I haven't blogged or written any poetry for what feels like months, yet the mantra of "perseverance furthers" pushes me forward most mornings. Today I started the edits on the last section of STANDING STONES. I wonder if this will be the last edit. Most likely not, but I have cut 15,000 words in about two months.
This kind of editing is rather fun. As I reread the story, the hunt for extra words and passive voice continues. I ask constantly: Is this wording, character, scene, or chapter essential to the story? Does this move the story forward? Words drop off the page as I read the dialogue aloud and and "hear" again how my characters talk.

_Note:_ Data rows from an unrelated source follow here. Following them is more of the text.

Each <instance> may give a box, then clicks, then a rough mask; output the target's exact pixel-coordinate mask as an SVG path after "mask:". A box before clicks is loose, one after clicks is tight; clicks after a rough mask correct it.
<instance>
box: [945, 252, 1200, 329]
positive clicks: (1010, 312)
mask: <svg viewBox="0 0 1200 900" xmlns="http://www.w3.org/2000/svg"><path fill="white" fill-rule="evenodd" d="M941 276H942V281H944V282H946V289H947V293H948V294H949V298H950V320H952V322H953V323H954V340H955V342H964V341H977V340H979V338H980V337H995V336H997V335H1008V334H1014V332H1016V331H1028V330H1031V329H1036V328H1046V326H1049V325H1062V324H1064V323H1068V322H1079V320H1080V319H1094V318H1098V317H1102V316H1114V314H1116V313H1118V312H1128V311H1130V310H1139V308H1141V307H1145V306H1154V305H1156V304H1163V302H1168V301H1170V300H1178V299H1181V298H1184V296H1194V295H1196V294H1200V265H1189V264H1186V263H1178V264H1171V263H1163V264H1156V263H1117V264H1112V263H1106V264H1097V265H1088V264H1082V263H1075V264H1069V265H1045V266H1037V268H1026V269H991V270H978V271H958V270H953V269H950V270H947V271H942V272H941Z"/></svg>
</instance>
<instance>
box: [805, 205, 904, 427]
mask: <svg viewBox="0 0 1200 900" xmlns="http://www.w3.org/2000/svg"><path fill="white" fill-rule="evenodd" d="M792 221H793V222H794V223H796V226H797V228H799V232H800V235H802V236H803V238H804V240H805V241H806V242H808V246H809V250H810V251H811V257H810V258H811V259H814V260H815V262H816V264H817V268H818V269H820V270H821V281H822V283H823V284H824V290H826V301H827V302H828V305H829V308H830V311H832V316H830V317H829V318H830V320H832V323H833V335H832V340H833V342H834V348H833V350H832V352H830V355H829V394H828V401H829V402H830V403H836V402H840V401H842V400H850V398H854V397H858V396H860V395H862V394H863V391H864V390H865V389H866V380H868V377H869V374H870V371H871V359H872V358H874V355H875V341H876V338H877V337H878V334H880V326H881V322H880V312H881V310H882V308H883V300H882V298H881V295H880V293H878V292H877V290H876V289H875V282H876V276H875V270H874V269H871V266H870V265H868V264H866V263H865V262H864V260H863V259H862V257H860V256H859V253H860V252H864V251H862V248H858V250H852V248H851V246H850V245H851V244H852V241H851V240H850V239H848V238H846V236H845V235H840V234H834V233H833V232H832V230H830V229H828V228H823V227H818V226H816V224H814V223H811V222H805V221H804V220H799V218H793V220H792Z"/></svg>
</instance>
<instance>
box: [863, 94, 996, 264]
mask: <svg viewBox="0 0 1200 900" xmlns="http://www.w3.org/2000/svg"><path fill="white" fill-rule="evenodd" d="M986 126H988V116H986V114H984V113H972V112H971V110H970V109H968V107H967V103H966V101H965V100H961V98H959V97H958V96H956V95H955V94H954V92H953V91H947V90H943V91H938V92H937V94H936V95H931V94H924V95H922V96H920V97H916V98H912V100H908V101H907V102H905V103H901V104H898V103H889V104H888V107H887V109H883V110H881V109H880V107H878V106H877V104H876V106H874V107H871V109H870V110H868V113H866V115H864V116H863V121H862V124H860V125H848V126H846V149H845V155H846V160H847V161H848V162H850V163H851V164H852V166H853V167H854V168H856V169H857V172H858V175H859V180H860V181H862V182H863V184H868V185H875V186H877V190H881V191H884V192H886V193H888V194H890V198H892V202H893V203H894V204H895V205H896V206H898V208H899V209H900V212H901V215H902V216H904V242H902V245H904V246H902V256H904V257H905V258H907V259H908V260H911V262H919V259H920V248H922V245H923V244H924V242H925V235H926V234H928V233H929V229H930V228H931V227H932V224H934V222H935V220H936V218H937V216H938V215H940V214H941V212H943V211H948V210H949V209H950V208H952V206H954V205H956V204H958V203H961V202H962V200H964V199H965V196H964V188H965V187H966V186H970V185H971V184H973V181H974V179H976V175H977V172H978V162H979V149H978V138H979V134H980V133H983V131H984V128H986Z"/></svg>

Now and again, writing friends from several online writing communities share their works in progress, their ambitions, their tenacity, and I am encouraged. My characters seem a bit impatient, but come November 1, I will be ready for the first push into a draft of RIVERS OF STONE. Dougal, Colin, and Mary Margaret, disguised as a young boy, will travel the Atlantic as newly hired servants of the Hudson's Bay Company, join the Fur Brigade Express to trek across Canada and come to Fort Vancouver. It will be late spring, 1843, well before Mount St. Helens' eruption in 1847 or the discovery of gold. Perhaps Colin will sail to the Sandwich Islands or China. Perhaps Dougal will find a fiddle, and Mary Margaret, this woman who worked as a man, will discover herself in the Great Nor'West.